I'm curious, what is the database behind ES ?
Is it a custom made Key/Value store or an existing NoSql product ?

Thanks

--

Hello!

Just like David said, ElasticSearch is built on top of Apache Lucene (https://lucene.apache.org/) and its not a database - its a full text search library.

--

Regards,

Rafał Kuć

Sematext :: http://sematext.com/ :: Solr - Lucene - Nutch - ElasticSearch

Hi Dave,

I am interested in the answer but can't get to your tweet. Can you please reply on the forum.

Regards,

Janusz

On Monday, December 24, 2012 12:54:24 PM UTC+11, Gildas Houmard wrote:

I'm curious, what is the database behind ES ?

Is it a custom made Key/Value store or an existing NoSql product ?

Thanks

--

Hi,

I am still trying to grasp the concept of a difference between a search
engine (like a elasticsearch) and a DB (like a mongodb).
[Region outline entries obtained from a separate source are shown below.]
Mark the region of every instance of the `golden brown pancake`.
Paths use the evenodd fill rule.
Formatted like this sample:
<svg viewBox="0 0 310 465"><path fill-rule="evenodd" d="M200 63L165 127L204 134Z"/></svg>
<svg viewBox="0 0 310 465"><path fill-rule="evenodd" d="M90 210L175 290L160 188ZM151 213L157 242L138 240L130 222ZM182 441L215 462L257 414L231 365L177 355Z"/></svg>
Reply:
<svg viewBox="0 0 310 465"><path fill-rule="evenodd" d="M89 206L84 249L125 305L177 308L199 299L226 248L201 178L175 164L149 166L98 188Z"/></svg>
Elasticsearch stores the indexed/typed data somewhere:

An example:

*curl -XPUT 'http://localhost:9200/blog/user/dilbert' -d *'{
"name" : "Dilbert Brown" }

So it does store the documents the same way as for example mongodb does –
so what is the advantage of storing the documents using elasticsearch as
opposite to mongodb for example?

This might be a stupid question but I am just trying to understand the
whole concept of db and search engines.

Regards,

Janusz

On Monday, December 24, 2012 12:54:24 PM UTC+11, Gildas Houmard wrote:

I'm curious, what is the database behind ES ?
Is it a custom made Key/Value store or an existing NoSql product ?

Thanks

--

My definition of the difference between a search engine and a database is
that a search engine will score and order the results.

Databases, leaving aside fuzzy queries and the like, only return results
that are relevant to the query. These results are ordered based on their
position in the table (unless explicitly ordered). Search engines go beyond
that. Not only do their return the results, but a search engine will tell
you how well a result matched the query. If you search for something in
Google, you expect the top results to be the most relevant to your query.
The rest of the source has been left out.